Se lo domandano il Coordinamento della Polizia Locale della UIL FPL Umbria ed il CSA, visti i precedenti

Parcometri intelligenti: UIL FPL e CSA chiedono fatti, non spot
da UILFPL Andrea Russo e CSA Roberto Antonini
FOLIGNO – Parcometri intelligenti a Foligno: l’ultimo dei numerosi spot ai quali si è dovuto assistere negli ultimi anni, oppure la possibilità reale di avere in tempi brevi un intervento funzionale alle esigenze della collettività e dei lavoratori?
Se lo domandano il Coordinamento della Polizia Locale della UIL FPL Umbria ed il CSA, visti i precedenti. Del marzo 2014 la previsione di un nuovo ufficio mobile messo a disposizione della Polizia Municipale (v. Corriere dell’Umbria, 21/3/2014, pag. 32), notizia più volte rilanciata*: sembra che l’ufficio mobile sia stato acquistato e, forse, anche pagato ma ad oggi, a quasi tre anni di distanza, il Comando ancora non l’ha reso operativo.
Del novembre 2015 la notizia dell’avvio della sperimentazione dei varchi elettronici per il centro, a partire da marzo 2016 (v. Il Giornale dell’Umbria, 13/11/2015, pag. 26). É trascorso più di un anno ma il sistema ancora non è attivo.
Del settembre 2015 la modifica del piano parcheggi da parte della Giunta, con la previsione di alcune importanti e condivisibili novità, tra le quali la prima mezz’ora gratuita, per una volta al giorno. Segnaletica e parcometri non vengono però adeguati. Nascono, anche sui giornali, polemiche (v. Corriere dell’Umbria del 12/11/2015, pag. 28). Anche al Comando giungono segnalazioni scritte dagli agenti circa le difficoltà incontrate nei controlli, visto il mancato adeguamento. Si va avanti “zoppicando” per oltre un anno. Visto che non risultano nemmeno disposizioni scritte agli operatori su come comportarsi e che possono generarsi discriminazioni tra i cittadini ed incomprensioni tra utenti e agenti, il 4 dicembre scorso scrive anche il sindacato, sottolineando che l’incongruenza tra segnaletica, funzionamento dei parcometri ed ordinanza non è più sostenibile. La Comandante si limita a rispondere che l’acquisto è stato finanziato e le procedure di gara (il 5 dicembre) avviate, sorvolando, come accade spesso negli ultimi mesi, sul resto. In compenso, il Comando chiama uno ad uno gli operatori per verificare se effettuano comunque i controlli e, di conseguenza, le multe.

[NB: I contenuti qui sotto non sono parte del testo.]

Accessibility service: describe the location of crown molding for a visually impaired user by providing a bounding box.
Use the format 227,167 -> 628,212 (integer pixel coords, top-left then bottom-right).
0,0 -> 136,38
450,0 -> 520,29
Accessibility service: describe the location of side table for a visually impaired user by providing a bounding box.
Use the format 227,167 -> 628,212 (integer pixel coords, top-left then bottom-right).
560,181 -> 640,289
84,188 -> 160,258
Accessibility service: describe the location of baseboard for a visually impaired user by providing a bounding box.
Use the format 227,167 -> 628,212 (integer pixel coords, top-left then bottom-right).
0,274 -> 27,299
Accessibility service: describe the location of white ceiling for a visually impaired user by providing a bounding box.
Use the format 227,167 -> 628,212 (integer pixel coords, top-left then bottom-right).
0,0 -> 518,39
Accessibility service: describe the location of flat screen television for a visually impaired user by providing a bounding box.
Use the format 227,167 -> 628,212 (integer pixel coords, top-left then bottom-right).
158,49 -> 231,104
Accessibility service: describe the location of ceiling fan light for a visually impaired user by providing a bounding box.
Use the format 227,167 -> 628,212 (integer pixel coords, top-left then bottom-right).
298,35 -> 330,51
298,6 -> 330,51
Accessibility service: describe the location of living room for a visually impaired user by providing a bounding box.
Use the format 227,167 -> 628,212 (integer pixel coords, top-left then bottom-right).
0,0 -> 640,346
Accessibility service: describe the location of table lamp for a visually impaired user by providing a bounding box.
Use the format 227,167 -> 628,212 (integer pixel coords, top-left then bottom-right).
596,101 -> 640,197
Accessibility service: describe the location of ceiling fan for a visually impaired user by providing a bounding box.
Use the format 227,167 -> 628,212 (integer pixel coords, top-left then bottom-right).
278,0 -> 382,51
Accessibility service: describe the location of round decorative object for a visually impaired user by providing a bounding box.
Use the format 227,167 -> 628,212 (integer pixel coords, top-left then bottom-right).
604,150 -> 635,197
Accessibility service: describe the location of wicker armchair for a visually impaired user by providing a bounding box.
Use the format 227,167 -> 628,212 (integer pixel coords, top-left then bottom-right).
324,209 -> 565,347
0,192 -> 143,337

Eppure il principio di legalità (che rende uguali i cittadini di fronte alla legge) vale anche per il Comando della Polizia Municipale di Foligno: questo è ciò che pensano UILFPL e CSA, che hanno inviato una nota ulteriore alla Comandante, chiedendo che questa volta gli spot lascino immediatamente il posto ad interventi reali, affinché nessun lavoratore debba più trovarsi in una simile, imbarazzante, situazione.